Coherent red light of wavelength λ = 700 nm is incident on two very narrow slits. The light has the same phase at both slits. (a) What is the angular separation in radians between the central maximum in intensity and an adjacent maximum if the slits are 0.025 mm apart? (b) What would be the separation between maxima in intensity on a screen located 1 m from the slits? (c) What would the angular separation be if the slits were 2.5 mm apart? (d) What would the separation between maxima be on a screen 25 mm from the slits? The answer is relevant to the maximum resolution along your retina that would be useful given the size of your pupil. The spacing between cones on the retina is about 10 µm. (e) How would the location of the maxima change if one slit was covered by a thin film with higher index of refraction that shifted the phase of light leaving the slit by π? Would the separation change?

Answer 1

(a) 0.028 rad

The angular separation of the nth-maximum from the central maximum in a diffraction from two slits is given by

$d sin \theta = n \lambda$

where

d is the distance between the two slits

$\theta$ is the angular separation

n is the order of the maximum

$\lambda$ is the wavelength

In this problem,

$\lambda=700 nm=7\cdot 10^{-7} m$

$d=0.025 mm=2.5\cdot 10^{-5} m$

The maximum adjacent to the central maximum is the one with n=1, so substituting into the formula we find

$sin \theta = \frac{n \lambda}{d}=\frac{(1)(7\cdot 10^{-7} m)}{2.5\cdot 10^{-5} m}=0.028$

So the angular separation in radians is

$\theta= sin^{-1} (0.028) = 0.028 rad$

(b) 0.028 m

The screen is located 1 m from the slits:

D = 1 m

The distance of the screen from the slits, D, and the separation between the two adjacent maxima on the screen (let's call it y) form a right triangle, so we can write the following relationship:

$\frac{y}{D}=tan \theta$

And so we can find y:

$y=D tan \theta = (1 m) tan (0.028 rad)=0.028 m$

(c) $2.8\cdot 10^{-4} rad$

In this case, we can apply again the formula used in part a), but this time the separation between the slits is

$d=2.5 mm = 0.0025 m$

so we find

$sin \theta = \frac{n \lambda}{d}=\frac{(1)(7\cdot 10^{-7} m)}{0.0025 m}=2.8\cdot 10^{-4}$

And so we find

$\theta= sin^{-1} (2.8\cdot 10^{-4}) = 2.8\cdot 10^{-4} rad$

(d) $7.0\cdot 10^{-6} m = 7.0 \mu m$

This part can be solved exactly as part b), but this time the distance of the screen from the slits is

$D=25 mm=0.025 m$

So we find

$y=D tan \theta = (0.025 m) tan (2.8\cdot 10^{-4} rad)=7.0\cdot 10^{-6} m = 7.0 \mu m$

(e) The maxima will be shifted, but the separation would remain the same

In this situation, the waves emitted by one of the slits are shifted by $\pi$ (which corresponds to half a cycle, so half wavelength) with respect to the waves emitted by the other slit.
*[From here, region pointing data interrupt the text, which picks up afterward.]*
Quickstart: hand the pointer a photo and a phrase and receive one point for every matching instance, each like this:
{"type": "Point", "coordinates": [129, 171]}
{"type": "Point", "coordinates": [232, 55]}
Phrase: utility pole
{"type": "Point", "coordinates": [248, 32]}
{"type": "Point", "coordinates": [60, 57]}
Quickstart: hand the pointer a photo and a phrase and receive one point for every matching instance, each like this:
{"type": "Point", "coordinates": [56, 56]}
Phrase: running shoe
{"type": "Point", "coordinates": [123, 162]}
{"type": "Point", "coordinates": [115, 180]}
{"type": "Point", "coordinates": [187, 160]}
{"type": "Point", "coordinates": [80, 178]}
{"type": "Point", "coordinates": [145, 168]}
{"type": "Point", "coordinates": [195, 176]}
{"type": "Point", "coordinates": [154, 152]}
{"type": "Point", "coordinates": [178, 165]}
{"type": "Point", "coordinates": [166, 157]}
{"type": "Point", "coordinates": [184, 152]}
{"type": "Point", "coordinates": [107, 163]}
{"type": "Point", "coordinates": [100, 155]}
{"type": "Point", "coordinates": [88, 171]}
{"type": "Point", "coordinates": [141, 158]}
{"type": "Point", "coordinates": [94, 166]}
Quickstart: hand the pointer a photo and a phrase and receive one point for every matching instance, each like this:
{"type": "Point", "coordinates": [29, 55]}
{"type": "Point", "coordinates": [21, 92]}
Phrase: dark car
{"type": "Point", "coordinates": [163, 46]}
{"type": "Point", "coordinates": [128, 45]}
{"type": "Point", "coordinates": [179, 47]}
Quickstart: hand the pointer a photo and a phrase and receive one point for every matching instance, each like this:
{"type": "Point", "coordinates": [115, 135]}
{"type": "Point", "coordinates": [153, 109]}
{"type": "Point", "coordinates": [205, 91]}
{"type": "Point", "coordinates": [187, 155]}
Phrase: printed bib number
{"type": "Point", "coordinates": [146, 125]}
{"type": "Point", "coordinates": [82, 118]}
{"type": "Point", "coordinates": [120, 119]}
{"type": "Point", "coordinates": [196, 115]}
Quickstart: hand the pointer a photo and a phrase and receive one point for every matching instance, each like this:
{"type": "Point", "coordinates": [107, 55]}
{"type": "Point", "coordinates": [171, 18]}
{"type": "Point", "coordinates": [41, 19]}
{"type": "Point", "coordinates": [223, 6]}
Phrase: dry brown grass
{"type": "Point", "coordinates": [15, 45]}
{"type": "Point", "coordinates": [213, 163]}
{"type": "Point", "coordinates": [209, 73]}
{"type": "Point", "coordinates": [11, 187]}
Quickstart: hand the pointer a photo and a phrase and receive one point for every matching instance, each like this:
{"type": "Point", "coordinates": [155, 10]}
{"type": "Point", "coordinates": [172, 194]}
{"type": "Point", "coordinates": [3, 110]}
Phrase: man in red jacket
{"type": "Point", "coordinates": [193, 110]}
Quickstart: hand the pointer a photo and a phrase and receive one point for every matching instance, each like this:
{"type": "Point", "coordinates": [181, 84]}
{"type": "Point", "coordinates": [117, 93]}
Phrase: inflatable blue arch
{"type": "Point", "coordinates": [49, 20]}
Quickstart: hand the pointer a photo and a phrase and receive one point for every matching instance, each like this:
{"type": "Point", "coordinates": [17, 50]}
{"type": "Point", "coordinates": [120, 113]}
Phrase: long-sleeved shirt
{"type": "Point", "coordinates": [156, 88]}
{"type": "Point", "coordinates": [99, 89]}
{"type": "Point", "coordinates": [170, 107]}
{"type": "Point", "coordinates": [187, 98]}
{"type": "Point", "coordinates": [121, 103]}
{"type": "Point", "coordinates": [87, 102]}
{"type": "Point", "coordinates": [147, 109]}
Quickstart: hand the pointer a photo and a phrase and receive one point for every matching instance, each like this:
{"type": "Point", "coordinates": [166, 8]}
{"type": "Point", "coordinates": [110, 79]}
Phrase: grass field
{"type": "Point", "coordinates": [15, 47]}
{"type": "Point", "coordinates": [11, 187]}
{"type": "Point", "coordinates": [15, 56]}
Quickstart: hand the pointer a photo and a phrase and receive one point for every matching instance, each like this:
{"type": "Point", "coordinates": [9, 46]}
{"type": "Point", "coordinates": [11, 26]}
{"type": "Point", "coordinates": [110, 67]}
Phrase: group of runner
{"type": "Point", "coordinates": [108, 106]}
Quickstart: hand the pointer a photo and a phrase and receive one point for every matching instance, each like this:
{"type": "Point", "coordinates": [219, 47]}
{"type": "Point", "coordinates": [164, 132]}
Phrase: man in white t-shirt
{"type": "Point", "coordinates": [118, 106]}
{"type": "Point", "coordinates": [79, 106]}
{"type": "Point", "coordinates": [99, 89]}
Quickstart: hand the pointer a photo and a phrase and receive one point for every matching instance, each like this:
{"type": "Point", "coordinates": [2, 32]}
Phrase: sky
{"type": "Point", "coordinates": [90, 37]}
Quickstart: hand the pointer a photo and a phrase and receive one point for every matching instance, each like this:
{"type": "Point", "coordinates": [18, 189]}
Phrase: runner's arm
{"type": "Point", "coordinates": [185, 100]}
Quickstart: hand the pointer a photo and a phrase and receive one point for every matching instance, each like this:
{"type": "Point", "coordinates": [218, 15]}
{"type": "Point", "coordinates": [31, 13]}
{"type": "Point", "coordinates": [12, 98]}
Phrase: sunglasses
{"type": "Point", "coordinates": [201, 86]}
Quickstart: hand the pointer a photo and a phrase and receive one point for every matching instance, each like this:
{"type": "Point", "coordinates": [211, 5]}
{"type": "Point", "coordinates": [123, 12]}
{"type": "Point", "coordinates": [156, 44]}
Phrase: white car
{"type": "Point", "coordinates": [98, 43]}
This means that the points where previously there was constructive interference (the maxima on the screen) will now be points of destructive interference (dark fringes); on the contrary, the points where there was destructive interference before (dark fringes) will now be points of maxima (bright fringes). Therefore, all the maxima will be shifted.

However, the separation between two adjacent maxima will not change. In fact, tall the maxima will change location exactly by the same amount; therefore, their relative distance will remain the same.